Uma história de sexo e missoshiro

Ontem um conhecido foi traído pelo algoritmo do Facebook, que mostrou pra timeline de todos os amigos dele que o rapaz tinha curtido o Xicosaniano Café Photo. Por conta da profissão dele, isso foi uma gafe um pouco mais grave, o que me fez ficar pensando em todo o moralismo que circula nossa relação pública com o sexo.

Talvez um dos pontos turísticos mais famosos de Amsterdan seja a Casa Rosso, no miolo do Red Light District. Uma cidade que se vende liberal e que não tem nenhum pudor de se assumir como um destino de turismo sexual. Um bairro onde praticamente não se vê holandeses, mas sim uma multidão de turistas que vão além do adolescente britânico e do moleque brasileiro. Gostando ou não, todo mundo acaba passando por lá.

A Casa Rosso é um teatro de shows de sexo ao vivo. Todas as noites se formam filas gigantescas na  porta pra ver… sexo ao vivo (sem nenhuma censura). Nem por isso a casa deixa de estar na lista do próprio governo holandês de lugares imperdíveis da cidade. Pelo que li, eles inclusive já tentaram criar uma sessão de matinê, mais erótica e menos explícita, mas a bilheteria acabou não vingando.

E essa piração atrai gente muito fora do óbvio. Quando fui conhecer a casa, acabei sentando ao lado de um casal de sexagenários japoneses (desses que não sabem falar um “A” em inglês). Eles assistiam tudo com a mesma estupefação com que entram no Parlamento Inglês ou na catedral de Notre Dame: “óoóóóóó”.

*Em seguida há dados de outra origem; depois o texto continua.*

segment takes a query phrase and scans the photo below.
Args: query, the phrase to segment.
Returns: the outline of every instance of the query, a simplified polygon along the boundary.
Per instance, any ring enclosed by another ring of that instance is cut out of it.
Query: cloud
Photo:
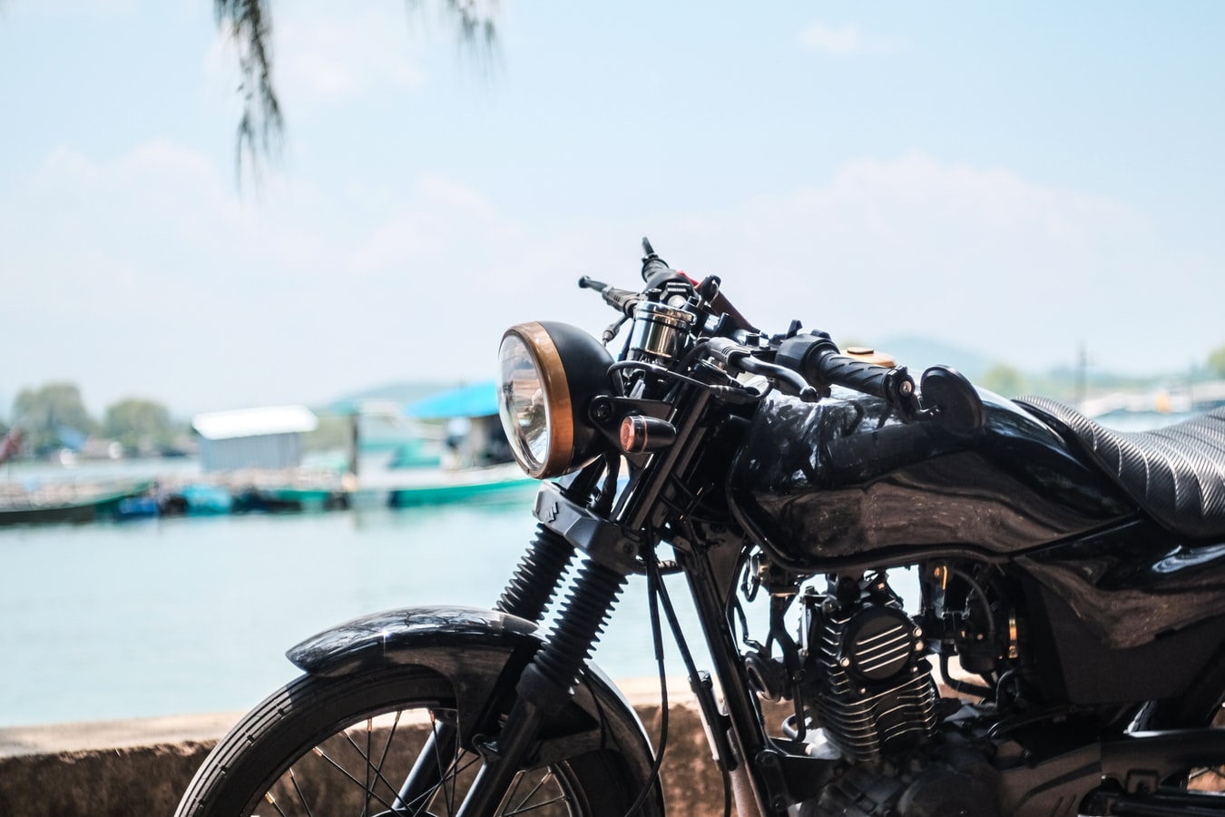
[[[919,152],[677,218],[671,241],[755,320],[796,317],[844,342],[927,334],[1035,369],[1071,364],[1084,342],[1125,372],[1181,369],[1219,343],[1225,283],[1144,213]],[[657,247],[673,258],[669,243]],[[1175,338],[1199,352],[1169,360]]]
[[[898,42],[886,37],[870,37],[859,26],[829,26],[823,22],[809,23],[800,32],[800,44],[827,56],[853,56],[856,54],[883,54],[898,48]]]
[[[1027,369],[1080,342],[1118,371],[1219,344],[1225,283],[1125,202],[921,152],[845,163],[722,209],[541,219],[470,181],[322,190],[149,142],[114,160],[53,151],[0,198],[0,392],[81,383],[180,410],[327,399],[394,380],[486,376],[501,332],[614,315],[575,285],[637,282],[643,224],[755,322],[880,343],[927,334]],[[1188,296],[1189,294],[1193,296]],[[953,363],[956,361],[947,361]]]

Acontece que ao contrário dos outros lugares, ali a regra é clara e bem cumprida: “No Photos!”. Não se pode arriscar fazer o que se faz nas igrejas e museus, sair disparando o obturador e só parar quando o segurança chega. Por isso, os Dityan e a Batyan, que tentaram “meter o louco”, acabaram sendo expulsos do teatro. A senhorinha sacou um “Game Boy” de última geração da bolsa e tentou filmar o amor alheio.

Parecendo não entender o que estava acontecendo, foram carregados pra fora da casa por dois brucutus que tinham o dobro da idade dele. E eu, que não tava vendo muita graça no que rolava no palco, ganhei a noite rindo deles.

Enfim, como diz aquela música do Chico, “Façamos, vamos amar”.